What you said
"Find a way to make it clear that you are waiting for quiet, eg counting down. Give the pupils a bit of time out by sending them to wait outside. You can then have a quiet talk with them without an audience when they have calmed down."
"I am on my PGCE and I have been told that by the end of my placement they must have seen me shouting at a pupil. I believe that if you get angry they know they have cracked you - I had minimal respect for the teachers at school who were always bawling."
The expert view
A school full of shouting teachers will create a stressful environment for pupils where they feel the need to respond in angry, aggressive ways. When managing behaviour, develop a consistent, fair but firm style of your own and use strategies that will help you to avoid shouting.
For example, when you want a class to be quiet, make sure you adopt the same routine each time. Stand in the same place, say the same phrases and give them time to take up your instructions. If students do not respond immediately, stand still and wait for them to be quiet. You could praise those who are following your instruction and wait for the others to respond. This may take some time at first, but once they see that you mean business they will respond much more quickly in future.
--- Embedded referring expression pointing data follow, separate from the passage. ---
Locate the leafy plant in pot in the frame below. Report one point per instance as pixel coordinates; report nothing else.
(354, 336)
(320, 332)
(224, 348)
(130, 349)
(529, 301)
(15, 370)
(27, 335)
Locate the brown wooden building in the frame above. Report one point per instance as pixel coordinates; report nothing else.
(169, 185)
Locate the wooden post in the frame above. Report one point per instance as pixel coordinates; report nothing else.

Never lose your temper with the class and never threaten the whole class with detention, but do use your school sanctions systems with the more persistent offenders. If a pupil is presenting disruptive behaviour and you need to challenge them, try to get them away from an audience and discuss it quietly. If they walk away from you, do not shout after them, but follow up the incident later. If you need to address the whole class assertively, try lowering the tone of your voice. Shouting makes the pitch rise and this sounds less assertive than a quieter, more authoritative tone.
The only time you might need to shout is if a pupil is endangering themselves or others through their actions and you need to get their attention quickly. If you do have to raise your voice, it is important that you lower it as soon as possible when you continue your instructions. This will send a clear message that you are in control of your actions. Apologise for raising your voice, but calmly explain why you felt it was necessary. This shows that you will always try to avoid shouting and makes it clear why you felt it necessary to do so in a particular situation.
- Mark Lewis is deputy headteacher at Marshland High School in Norfolk. For more behaviour advice, go to www.tes.co.ukbehaviourforum
- Adopt the same routine whenever you want to get the attention of the whole class.
- Try lowering the pitch of your voice to sound more assertive.
- Apologise for raising your voice if you feel you need to shout.
- Lose your temper with the class or threaten them with whole-class punishment.